Victory at Hillsboro
Playing rock and roll as you get older requires discipline - and nobody goes into rock and roll for the discipline. That is why many dark thoughts filled my brain as I loaded the station wagon for the gig in Hillsboro yesterday. I had one heavy bass amp, my Fender amp, a suitcase of recording and video equipment, 3 guitars and a bass, a suitcase full of percussion equipment, a bag full of effects and cords, another bag full of bass stuff, a collapsable cart, and one collapsable musician - namely me. It wasn't till I was out on Highway 26, with the radio blaring that the hint of magic wafted through the air. The Rolling Stones came on with "Mixed Emotions", and it was like, "You can say that again."

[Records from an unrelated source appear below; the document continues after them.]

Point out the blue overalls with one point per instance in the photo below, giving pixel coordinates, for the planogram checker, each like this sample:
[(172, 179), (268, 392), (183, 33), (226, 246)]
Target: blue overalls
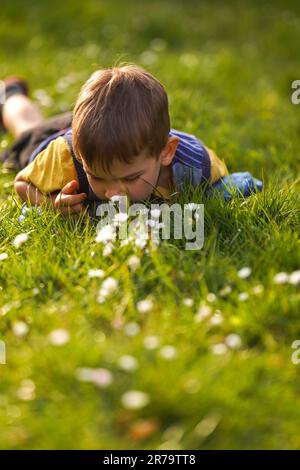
[(241, 183)]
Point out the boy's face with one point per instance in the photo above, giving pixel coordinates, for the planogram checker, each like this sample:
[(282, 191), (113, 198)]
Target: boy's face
[(136, 180)]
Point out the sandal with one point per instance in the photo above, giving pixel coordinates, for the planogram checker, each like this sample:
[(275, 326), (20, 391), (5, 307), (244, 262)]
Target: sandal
[(12, 86)]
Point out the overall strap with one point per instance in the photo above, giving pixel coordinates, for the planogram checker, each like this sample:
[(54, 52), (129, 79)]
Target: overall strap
[(84, 186), (44, 144)]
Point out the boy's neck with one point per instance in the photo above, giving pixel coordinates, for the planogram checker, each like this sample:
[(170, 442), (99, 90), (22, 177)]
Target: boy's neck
[(165, 177)]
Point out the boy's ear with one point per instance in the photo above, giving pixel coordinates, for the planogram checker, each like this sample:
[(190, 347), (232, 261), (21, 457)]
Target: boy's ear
[(169, 150)]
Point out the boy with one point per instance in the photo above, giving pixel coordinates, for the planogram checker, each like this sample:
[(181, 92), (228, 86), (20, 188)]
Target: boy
[(118, 141)]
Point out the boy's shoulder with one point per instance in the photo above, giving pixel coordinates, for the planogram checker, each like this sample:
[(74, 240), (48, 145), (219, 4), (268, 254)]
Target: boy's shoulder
[(190, 153)]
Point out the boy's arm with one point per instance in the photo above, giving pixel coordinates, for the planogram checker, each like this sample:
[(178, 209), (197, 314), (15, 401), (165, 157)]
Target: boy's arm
[(67, 200), (218, 166), (29, 193)]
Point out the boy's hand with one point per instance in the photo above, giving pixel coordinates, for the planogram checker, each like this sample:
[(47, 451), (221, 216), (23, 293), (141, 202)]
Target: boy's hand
[(68, 201)]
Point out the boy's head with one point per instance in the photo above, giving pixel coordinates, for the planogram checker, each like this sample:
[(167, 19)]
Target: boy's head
[(121, 128)]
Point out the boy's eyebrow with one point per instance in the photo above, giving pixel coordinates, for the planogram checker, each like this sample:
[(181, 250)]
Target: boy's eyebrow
[(126, 176)]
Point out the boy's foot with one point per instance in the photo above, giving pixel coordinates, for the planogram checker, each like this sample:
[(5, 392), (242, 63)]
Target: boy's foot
[(12, 86)]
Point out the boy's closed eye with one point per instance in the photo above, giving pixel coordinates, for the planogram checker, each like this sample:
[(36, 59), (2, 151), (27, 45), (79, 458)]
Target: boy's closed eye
[(126, 178)]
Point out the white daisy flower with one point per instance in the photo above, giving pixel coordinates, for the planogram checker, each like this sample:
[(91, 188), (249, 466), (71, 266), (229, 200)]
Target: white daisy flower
[(294, 277), (108, 286), (243, 296), (100, 377), (258, 289), (59, 337), (155, 213), (107, 250), (168, 352), (96, 273), (20, 328), (144, 306), (134, 399), (128, 363), (26, 392), (219, 349), (188, 302), (211, 297), (216, 319), (244, 272), (281, 278), (151, 342), (106, 234), (204, 312), (133, 262), (131, 329), (20, 239), (225, 291), (233, 341)]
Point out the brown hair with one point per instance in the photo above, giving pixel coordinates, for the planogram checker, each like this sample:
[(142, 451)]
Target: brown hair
[(121, 112)]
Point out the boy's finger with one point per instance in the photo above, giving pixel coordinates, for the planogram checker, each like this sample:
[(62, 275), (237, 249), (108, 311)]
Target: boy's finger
[(71, 199), (70, 188), (78, 208)]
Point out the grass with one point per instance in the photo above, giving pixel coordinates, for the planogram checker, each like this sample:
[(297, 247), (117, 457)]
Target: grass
[(228, 71)]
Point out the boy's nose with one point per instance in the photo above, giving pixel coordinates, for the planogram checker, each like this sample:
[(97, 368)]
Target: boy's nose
[(114, 190)]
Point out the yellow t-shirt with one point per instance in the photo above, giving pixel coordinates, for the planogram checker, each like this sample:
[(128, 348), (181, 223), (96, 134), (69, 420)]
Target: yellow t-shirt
[(53, 168)]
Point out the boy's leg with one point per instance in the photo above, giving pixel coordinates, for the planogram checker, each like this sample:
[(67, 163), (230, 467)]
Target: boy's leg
[(19, 114)]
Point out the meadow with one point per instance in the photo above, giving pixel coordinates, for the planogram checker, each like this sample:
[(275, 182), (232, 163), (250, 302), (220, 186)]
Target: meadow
[(189, 349)]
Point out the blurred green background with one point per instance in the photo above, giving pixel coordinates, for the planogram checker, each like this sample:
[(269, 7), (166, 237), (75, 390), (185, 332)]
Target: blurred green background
[(228, 68)]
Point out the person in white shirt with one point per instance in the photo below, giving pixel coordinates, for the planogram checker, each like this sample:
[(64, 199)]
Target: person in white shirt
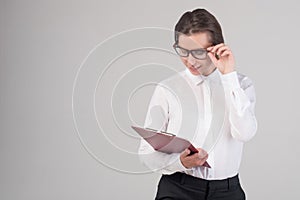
[(218, 90)]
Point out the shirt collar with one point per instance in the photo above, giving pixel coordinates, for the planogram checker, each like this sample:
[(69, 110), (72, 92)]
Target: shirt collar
[(197, 79)]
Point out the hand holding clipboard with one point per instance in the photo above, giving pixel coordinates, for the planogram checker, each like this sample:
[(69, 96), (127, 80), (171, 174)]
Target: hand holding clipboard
[(166, 142)]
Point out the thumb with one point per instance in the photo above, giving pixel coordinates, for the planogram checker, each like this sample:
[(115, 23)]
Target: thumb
[(213, 58), (186, 152)]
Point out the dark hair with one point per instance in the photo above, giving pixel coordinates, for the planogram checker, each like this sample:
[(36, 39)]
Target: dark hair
[(199, 20)]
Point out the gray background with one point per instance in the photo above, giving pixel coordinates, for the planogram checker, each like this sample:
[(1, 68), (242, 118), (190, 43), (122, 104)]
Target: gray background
[(43, 44)]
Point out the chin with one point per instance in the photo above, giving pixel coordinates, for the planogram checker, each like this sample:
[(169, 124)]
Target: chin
[(194, 72)]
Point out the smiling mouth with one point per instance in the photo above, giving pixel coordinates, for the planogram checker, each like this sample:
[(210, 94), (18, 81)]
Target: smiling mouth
[(193, 67)]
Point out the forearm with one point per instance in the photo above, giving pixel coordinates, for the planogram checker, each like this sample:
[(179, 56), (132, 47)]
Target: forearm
[(241, 102)]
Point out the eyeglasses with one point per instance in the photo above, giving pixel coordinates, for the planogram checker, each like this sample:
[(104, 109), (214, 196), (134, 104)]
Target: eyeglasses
[(200, 53)]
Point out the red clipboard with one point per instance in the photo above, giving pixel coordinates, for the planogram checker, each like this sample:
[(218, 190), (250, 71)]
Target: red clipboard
[(166, 142)]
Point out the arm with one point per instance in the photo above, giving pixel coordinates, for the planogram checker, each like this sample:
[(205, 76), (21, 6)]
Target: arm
[(240, 96), (158, 119)]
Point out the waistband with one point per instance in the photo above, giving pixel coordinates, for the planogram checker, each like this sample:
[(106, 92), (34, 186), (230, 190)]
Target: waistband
[(203, 184)]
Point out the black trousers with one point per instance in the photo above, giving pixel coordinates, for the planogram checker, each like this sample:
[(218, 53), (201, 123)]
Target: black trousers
[(180, 186)]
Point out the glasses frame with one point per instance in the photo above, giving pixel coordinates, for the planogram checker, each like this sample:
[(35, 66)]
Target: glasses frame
[(189, 51)]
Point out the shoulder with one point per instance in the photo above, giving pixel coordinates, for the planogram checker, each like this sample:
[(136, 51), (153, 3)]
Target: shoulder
[(244, 81)]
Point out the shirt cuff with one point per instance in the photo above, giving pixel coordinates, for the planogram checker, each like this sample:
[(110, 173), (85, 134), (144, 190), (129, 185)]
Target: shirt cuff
[(230, 81), (178, 166)]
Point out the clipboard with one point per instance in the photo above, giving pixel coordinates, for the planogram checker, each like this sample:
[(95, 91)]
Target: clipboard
[(166, 142)]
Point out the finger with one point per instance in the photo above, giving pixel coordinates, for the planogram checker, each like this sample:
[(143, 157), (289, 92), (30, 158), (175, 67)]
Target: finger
[(215, 48), (222, 49), (225, 53), (203, 160), (186, 152), (213, 58)]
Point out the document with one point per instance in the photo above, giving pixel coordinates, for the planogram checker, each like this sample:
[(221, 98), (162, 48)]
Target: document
[(166, 142)]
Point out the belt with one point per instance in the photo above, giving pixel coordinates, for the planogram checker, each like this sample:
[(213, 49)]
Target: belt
[(203, 184)]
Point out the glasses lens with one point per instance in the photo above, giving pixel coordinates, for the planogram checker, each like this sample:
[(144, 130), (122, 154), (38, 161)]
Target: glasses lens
[(199, 53), (181, 52)]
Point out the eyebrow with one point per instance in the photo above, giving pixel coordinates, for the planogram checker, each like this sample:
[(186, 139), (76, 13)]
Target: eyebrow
[(191, 49)]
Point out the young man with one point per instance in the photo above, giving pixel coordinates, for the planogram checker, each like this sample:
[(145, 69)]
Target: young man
[(209, 63)]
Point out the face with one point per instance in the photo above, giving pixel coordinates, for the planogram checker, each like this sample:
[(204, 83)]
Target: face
[(196, 41)]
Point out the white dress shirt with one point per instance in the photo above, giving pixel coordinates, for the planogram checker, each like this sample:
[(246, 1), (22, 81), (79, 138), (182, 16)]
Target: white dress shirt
[(239, 124)]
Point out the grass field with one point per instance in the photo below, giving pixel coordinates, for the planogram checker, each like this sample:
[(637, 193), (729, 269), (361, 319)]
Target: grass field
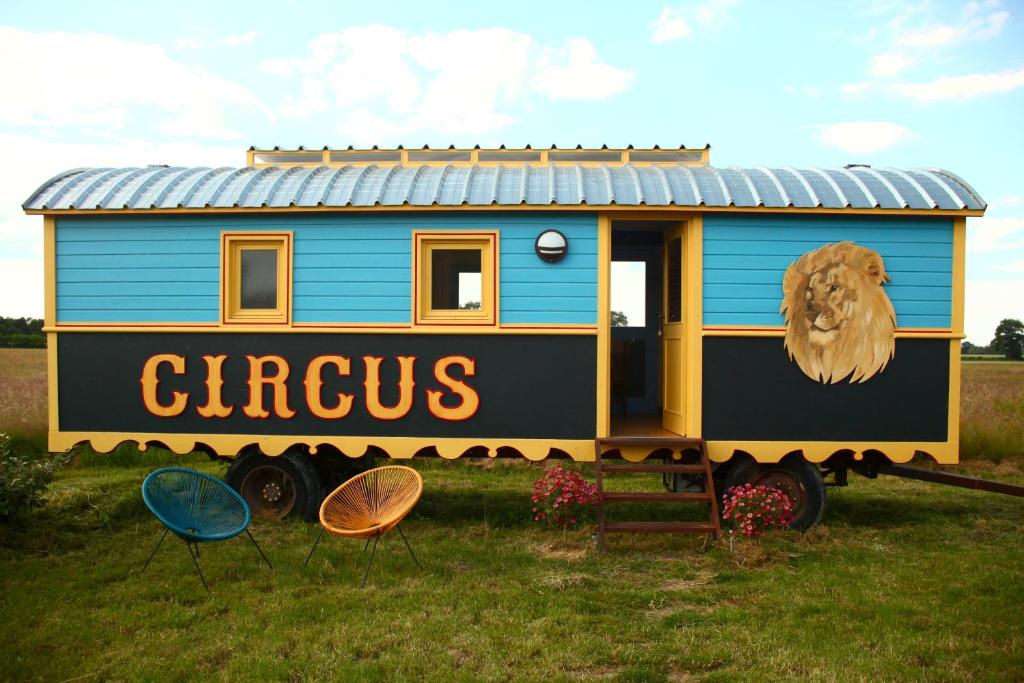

The bass player is a teacher, and he was coming straight from a meeting, and could be late, adding to my uneasiness about the gig. This was a paid event, and I wanted to do it right. There were a couple of other factors as well: He's one of our lead singers but his voice was hoarse from last weekend, which he spent shouting at his crew as tiller for his dragon boat team. Oh yeah, he also fell down racing for a bus during a field trip with students last Friday and chipped a bone on the ring finger of his left hand. Ahh, bass players. Almost as much trouble as drummers. When he arrived on time, he listed all his ailments for the other guitarist, so my comment was, "It sounds like the good news is that you're here, and the bad news is also that you're here." Although banged up, the rock lion emerged and he played and sang well.
The Hillsboro Farmers Market is quite a production with many blocks full of booths, etc...I heard someone say that 5,000 people have attended in the past. It rained during the first set, but the crowd hung in there. Then the sun poked out, and the gig took off. The band got into the zone, and I finally dialed in a favorable guitar sound. Off we went. An extremely cute young girl approached the stage to request a song. We were old but we were still getting over - musically at least. I cracked up listening to the bass player sing this song called "A Girl Like You" which the young girl had picked off our song list: "I want to spend my life with a girl like you." It was quite an image especially as we were right outside the courthouse where the trials take place.
On my way home I felt the magic - a more serene, worn-down magic that cut through the fatigue. I had gone from not wanting to do this anymore, to wanting to do it again tonight. Rock and roll can be like that. There are many defeats along the way, but Hillsboro was a victory.